Si la partie « A » du volume x des Husserliana, c’est-à-dire les désormais classiques Leçons sur la conscience intime du temps
élaborées par Edith Stein et publiées par Martin Heidegger en 1928, est
depuis longtemps à la disposition du lecteur d’expression française, la
place exceptionnelle qu’occupe la question du temps dans la philosophie
en général, et dans la phénoménologie de Husserl en particulier,
justifie qu’on livre enfin au public la partie « B » qui regroupe des
textes de la période 1893-1917 pour la plus large part écartés par la
compilation trop systématiquement recomposée d’E. Stein.
Les perspectives qu’ouvre ce volume, formant une unité
indépendante en soi, non seulement ne peuvent pas s’acquérir à partir du
corpus Stein/Heidegger, mais surtout permettent de mieux comprendre la
complexité et l’évolution d’une recherche inlassable seulement condensée
dans les Leçons, et de cerner les apories qui sont « au travail »
de façon incessante dans les textes ici traduits et qui tiennent, en
leur racine commune, à la conception unidimensionnelle de la temporalité
à laquelle Husserl n’a jamais voulu renoncer.
C’est la phénoménologie de la perception qui, encore une fois,
fournit le cadre initial des analyses : l’intentionnalité s’y institue
selon un mode de temporalisation qui est celui du présent vivant en flux
continu, muni de ses rétentions et de ses protentions.
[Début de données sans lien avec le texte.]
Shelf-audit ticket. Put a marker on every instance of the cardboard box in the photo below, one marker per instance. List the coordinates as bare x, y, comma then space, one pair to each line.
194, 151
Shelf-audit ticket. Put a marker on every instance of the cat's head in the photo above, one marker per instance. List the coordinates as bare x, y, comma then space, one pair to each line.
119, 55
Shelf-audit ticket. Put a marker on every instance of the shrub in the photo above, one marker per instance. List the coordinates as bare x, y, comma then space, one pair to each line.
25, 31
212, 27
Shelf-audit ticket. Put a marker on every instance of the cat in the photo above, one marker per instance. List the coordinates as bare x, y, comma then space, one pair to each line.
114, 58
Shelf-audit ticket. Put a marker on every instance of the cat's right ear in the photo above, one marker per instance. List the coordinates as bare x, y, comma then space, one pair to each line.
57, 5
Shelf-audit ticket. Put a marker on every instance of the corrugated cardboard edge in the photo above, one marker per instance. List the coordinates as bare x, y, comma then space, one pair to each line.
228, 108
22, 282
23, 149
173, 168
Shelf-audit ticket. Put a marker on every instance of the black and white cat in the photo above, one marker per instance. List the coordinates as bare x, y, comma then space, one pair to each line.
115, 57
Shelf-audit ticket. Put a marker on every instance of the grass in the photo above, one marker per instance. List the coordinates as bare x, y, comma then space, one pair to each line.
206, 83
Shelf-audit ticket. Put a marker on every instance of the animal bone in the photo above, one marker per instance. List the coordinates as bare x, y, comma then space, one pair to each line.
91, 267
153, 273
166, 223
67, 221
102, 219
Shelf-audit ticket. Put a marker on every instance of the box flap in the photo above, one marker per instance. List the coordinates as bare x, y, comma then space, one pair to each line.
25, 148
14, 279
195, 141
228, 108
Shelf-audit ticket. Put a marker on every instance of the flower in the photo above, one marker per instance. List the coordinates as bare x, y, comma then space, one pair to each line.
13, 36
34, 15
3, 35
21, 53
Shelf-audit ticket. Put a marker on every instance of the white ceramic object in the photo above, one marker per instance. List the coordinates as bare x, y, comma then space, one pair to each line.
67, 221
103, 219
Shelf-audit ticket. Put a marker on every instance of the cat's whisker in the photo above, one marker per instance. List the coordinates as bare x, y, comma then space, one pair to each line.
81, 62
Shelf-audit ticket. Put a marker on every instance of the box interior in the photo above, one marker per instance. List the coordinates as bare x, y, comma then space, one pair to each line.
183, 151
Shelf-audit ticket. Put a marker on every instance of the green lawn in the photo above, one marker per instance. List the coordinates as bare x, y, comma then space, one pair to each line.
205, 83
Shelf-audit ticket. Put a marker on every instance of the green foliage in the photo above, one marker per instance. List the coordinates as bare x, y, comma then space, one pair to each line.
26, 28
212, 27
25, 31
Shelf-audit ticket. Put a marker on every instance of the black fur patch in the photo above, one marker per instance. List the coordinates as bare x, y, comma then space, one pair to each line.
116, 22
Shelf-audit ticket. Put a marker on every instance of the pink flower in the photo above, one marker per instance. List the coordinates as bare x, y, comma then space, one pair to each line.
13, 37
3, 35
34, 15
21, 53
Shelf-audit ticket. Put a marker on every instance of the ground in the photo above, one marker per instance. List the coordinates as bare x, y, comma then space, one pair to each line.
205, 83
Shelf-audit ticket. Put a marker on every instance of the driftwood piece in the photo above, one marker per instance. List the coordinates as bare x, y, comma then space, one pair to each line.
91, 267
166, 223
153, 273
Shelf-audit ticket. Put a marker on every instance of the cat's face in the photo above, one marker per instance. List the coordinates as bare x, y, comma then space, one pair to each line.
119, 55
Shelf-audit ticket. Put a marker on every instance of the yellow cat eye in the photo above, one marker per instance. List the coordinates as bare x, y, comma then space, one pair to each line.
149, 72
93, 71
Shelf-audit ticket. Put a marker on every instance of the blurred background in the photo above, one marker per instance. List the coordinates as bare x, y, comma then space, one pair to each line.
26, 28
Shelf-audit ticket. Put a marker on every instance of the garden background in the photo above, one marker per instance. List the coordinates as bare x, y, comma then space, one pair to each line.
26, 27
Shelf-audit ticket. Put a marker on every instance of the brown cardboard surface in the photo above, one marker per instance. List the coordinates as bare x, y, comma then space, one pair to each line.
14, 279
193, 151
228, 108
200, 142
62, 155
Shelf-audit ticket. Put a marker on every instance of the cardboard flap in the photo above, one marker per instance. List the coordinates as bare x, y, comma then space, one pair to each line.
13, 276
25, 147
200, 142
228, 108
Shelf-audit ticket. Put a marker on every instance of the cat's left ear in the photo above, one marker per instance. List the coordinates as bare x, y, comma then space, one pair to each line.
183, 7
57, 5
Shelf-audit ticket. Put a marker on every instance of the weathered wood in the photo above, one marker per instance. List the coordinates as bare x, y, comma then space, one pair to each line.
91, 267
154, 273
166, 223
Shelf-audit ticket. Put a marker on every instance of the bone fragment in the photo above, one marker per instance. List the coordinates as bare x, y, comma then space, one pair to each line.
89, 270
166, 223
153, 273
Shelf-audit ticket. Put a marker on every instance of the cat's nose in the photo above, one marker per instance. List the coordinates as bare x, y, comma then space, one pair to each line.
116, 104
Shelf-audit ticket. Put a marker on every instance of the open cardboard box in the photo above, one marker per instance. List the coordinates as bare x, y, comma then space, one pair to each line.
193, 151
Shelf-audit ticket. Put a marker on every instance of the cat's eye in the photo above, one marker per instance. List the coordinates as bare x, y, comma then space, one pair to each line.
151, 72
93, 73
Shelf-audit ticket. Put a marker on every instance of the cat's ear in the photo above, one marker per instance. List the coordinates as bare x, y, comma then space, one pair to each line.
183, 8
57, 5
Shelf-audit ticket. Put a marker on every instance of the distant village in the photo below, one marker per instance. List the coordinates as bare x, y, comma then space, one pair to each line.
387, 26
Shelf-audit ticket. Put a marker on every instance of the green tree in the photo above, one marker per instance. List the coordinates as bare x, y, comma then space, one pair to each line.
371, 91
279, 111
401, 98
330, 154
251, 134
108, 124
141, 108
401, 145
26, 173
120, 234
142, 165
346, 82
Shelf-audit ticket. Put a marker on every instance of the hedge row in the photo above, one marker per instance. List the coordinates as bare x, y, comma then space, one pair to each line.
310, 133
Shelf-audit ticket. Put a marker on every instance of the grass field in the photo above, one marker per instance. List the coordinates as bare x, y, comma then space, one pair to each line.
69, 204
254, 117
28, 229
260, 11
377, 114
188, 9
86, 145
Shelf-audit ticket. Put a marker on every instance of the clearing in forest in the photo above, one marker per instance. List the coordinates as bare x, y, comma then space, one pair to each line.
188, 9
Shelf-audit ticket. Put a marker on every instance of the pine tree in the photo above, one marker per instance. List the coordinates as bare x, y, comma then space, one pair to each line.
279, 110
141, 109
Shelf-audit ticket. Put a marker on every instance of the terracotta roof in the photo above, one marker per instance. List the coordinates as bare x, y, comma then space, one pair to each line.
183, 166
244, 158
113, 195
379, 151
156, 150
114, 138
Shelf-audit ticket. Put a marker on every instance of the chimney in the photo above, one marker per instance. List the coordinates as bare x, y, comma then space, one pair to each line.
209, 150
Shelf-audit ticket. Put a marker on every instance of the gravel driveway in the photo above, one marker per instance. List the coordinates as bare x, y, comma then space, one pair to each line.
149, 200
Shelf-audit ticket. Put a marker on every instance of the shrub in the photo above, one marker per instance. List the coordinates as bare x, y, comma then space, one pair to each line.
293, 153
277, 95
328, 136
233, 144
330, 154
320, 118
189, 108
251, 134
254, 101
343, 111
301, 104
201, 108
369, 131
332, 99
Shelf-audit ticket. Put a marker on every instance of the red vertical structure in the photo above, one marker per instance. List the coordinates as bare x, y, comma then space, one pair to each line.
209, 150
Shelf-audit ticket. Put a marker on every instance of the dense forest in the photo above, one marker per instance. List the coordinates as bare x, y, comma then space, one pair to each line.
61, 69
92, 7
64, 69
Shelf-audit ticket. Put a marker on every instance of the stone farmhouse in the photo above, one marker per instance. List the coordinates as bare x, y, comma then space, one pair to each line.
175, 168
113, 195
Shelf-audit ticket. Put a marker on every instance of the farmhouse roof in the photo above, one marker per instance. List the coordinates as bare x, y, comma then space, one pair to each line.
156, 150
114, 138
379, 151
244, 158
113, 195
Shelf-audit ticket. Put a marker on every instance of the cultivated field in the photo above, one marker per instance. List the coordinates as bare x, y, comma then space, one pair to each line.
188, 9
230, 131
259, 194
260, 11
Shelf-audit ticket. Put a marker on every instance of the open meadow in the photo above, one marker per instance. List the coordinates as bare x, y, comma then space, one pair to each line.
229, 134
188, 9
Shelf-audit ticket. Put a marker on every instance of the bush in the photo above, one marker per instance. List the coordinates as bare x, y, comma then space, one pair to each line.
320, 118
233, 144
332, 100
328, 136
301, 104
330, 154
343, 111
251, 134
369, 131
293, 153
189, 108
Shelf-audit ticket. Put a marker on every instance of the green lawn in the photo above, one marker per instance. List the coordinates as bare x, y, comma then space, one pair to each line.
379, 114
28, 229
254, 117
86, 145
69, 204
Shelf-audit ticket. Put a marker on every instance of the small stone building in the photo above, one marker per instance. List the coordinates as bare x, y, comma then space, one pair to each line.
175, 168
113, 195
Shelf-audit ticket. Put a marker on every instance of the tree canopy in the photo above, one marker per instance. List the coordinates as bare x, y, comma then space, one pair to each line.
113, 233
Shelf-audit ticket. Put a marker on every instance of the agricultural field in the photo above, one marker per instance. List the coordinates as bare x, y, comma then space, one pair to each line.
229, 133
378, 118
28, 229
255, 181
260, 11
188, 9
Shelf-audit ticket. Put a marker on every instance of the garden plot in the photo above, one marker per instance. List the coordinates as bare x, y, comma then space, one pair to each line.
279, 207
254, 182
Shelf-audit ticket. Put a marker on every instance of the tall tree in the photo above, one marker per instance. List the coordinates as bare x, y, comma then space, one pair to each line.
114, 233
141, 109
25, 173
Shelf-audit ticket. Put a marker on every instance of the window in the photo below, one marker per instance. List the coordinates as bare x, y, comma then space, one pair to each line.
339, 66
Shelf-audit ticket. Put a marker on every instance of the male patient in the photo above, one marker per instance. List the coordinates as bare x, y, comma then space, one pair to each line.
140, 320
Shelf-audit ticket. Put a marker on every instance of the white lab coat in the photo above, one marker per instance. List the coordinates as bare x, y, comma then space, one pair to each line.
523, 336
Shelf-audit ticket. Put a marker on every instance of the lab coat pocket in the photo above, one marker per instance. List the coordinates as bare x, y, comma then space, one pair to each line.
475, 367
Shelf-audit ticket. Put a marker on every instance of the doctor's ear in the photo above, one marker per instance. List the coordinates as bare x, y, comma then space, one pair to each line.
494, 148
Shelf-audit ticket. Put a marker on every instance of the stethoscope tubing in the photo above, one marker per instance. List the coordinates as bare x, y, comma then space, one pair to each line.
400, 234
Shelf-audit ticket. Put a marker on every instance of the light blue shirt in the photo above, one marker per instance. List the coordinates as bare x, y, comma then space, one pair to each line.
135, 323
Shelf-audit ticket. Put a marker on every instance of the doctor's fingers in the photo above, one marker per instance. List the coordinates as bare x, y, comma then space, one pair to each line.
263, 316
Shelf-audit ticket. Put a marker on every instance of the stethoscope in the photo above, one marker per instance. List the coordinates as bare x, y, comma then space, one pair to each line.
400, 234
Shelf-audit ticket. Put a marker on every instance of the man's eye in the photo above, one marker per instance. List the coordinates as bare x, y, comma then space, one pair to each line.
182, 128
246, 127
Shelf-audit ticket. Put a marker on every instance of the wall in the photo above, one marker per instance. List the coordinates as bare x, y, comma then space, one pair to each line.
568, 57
Cette affinité
élective entre intentionnalité et temps conduit même à dégager une
double intentionnalité, dont on peut se demander en quel sens elle est
encore intentionnalité, et qui est très vite vouée à déborder cette
effectuation conscientielle spécifique qu’est la perception pour
s’affronter aux redoutables problèmes de l’intropathie et de la phantasia.
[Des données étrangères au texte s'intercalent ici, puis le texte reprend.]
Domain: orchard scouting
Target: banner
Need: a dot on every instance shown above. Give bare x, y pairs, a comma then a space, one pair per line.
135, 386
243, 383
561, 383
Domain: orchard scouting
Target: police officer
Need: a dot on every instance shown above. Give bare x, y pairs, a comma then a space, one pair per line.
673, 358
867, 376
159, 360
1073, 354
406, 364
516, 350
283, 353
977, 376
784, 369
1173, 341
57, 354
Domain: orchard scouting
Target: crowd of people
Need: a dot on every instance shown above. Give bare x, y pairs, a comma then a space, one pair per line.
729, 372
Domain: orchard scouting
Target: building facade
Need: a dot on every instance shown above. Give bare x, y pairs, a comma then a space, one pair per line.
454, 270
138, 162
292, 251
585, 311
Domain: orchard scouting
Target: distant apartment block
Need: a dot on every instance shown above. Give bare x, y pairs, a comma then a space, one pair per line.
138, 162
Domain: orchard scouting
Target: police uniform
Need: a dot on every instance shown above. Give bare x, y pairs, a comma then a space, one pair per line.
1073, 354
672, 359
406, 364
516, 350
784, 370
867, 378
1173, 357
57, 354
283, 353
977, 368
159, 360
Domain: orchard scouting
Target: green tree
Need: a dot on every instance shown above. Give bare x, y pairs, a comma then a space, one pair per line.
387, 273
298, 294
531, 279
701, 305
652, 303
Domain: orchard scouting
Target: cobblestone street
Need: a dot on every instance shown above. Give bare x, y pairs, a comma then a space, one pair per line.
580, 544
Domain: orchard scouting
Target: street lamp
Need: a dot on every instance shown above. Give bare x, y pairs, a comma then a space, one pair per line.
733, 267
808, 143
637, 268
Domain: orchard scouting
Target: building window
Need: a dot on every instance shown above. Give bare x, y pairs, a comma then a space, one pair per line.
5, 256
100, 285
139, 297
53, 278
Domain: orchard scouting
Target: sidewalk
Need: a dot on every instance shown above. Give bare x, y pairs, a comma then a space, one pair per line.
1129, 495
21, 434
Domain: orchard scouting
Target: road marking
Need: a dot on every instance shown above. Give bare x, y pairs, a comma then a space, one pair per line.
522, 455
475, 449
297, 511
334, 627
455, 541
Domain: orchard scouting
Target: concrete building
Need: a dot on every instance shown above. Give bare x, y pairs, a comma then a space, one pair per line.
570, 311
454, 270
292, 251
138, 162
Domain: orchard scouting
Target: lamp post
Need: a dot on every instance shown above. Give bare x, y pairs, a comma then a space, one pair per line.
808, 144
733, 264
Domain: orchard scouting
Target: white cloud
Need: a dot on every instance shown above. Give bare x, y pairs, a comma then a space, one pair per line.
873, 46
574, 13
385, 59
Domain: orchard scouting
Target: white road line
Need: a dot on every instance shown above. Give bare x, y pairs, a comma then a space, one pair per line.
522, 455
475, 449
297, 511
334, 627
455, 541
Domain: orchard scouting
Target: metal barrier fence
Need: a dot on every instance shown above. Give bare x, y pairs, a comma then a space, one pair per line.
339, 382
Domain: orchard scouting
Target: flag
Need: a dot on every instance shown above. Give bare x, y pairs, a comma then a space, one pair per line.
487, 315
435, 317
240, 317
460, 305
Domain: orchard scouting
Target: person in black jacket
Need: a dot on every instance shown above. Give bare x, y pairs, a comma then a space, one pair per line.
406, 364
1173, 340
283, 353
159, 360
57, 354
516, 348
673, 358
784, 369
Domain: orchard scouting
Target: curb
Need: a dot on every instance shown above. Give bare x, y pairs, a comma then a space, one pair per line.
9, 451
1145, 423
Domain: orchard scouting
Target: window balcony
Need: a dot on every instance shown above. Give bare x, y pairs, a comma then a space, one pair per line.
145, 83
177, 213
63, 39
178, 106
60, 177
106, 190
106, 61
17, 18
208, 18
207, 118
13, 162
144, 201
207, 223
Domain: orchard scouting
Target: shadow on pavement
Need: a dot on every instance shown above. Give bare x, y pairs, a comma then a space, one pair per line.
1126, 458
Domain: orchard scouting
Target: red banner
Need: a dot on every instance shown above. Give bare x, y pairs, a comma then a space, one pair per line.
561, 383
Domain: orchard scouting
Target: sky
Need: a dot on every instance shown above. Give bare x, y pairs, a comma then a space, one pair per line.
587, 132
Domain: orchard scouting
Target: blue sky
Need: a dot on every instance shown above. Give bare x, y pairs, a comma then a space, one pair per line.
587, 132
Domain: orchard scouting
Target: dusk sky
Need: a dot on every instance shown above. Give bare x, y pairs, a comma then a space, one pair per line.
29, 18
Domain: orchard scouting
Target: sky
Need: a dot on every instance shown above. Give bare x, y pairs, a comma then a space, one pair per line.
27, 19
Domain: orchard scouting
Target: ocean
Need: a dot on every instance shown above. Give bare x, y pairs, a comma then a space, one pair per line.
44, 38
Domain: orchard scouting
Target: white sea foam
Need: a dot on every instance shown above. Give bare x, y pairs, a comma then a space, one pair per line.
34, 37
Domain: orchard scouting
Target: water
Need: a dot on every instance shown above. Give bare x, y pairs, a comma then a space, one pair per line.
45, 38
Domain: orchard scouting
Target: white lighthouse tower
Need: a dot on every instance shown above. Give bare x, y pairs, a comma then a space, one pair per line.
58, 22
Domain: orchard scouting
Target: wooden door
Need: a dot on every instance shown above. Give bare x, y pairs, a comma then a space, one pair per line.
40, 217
La part est ainsi faite à la fois aux analyses concrètes — satisfaisant par là à l’exigence d’attestabilité
de la phénoménologie —, aux analyses formelles — souvent par
abstraction géométrisante des premières —, mais aussi au dialogue
d’ordre historique avec les conceptions contemporaines que défendaient
alors Brentano, Meinong ou Stern.
Le texte est précédé d’une riche introduction restituant les présentations des deux éditions allemandes existantes.